(4.14) A Case of Isolated Paget Disease of the Sternum Mimicking Acute Coronary Syndrome

Paget disease of the bone (PDB) is characterized by excessive bone resorption followed by abnormal new bone remodeling. It is the second most common metabolic bone disorder affecting adults. The most common sites of involvement are the vertebrae, long bones, pelvis, and skull. The condition may affect single (monostotic) or multiple bones (polyostotic). We present a case of isolated Paget disease of the sternum manifesting as acute chest pain in a patient with coronary artery disease. 

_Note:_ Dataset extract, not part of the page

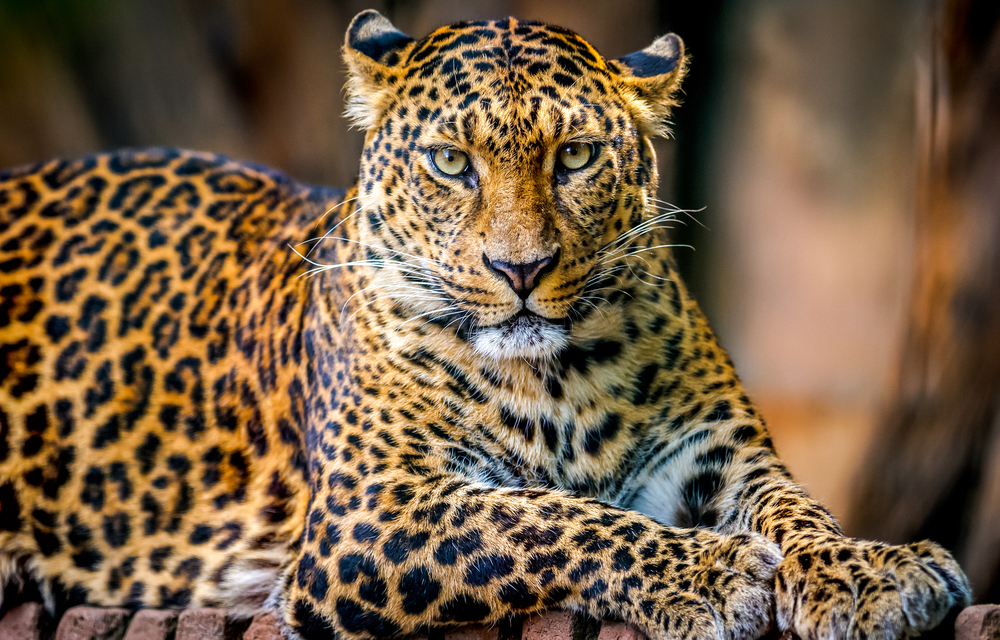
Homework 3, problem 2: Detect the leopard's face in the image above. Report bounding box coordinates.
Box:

Case(s) Description : A 76 year old Black male with a past medical history of end-stage renal disease, coronary artery disease, chronic obstructive pulmonary disease, cirrhosis, and stroke presented to the hospital with chest pain and shortness of breath. Physical exam revealed reproducible chest wall tenderness upon palpation. Laboratory evaluation was notable for normal troponins and elevated bone-specific alkaline phosphatase. EKG was normal sinus rhythm. Echocardiogram revealed a normal ejection fraction and no wall motion abnormalities. CT angiogram of the chest, abdomen and pelvis was notable for trabecular thickening of the sternum concerning for PDB. Further evaluation with a nuclear medicine bone scan revealed heavy uptake isolated to the sternum. The patient was treated with low dose IV pamidronate given his level of renal impairment and subsequently reported improvement in his chest pain.

Discussion : PDB is an underdiagnosed condition that is often discovered incidentally on imaging or by an elevated alkaline phosphatase level. The etiology of PDB is not fully understood; however it is thought to be related to genetic and environmental causes. There are a few documented cases of PDB confined to the sternum to date. Prior cases of PDB affecting the sternum were polyostotic and asymptomatic. This case report presents PDB of the sternum manifesting as severe chest pain. Given the patient’s comorbidities and prior myocardial infarction, it was difficult to exclude acute coronary syndrome or renal osteodystrophy. Radiographic findings were key to distinguishing PDB from renal osteodystrophy, the latter of which is characterized by thinning of cortices and trabeculae as well as diffuse bony sclerosis. This is in contrast to PDB which is characterized by cortical thickening, coarsened trabeculae, and both lytic and sclerotic lesions. Bisphosphonates are a cornerstone in the treatment of PDB. Pamidronate and calcitonin are agents that can be considered in patients who are intolerant or have contraindications to first-line bisphosphonates. This case highlights a rare presentation of monostotic Paget disease of the sternum manifesting as chest pain in a patient with multiple confounding comorbidities.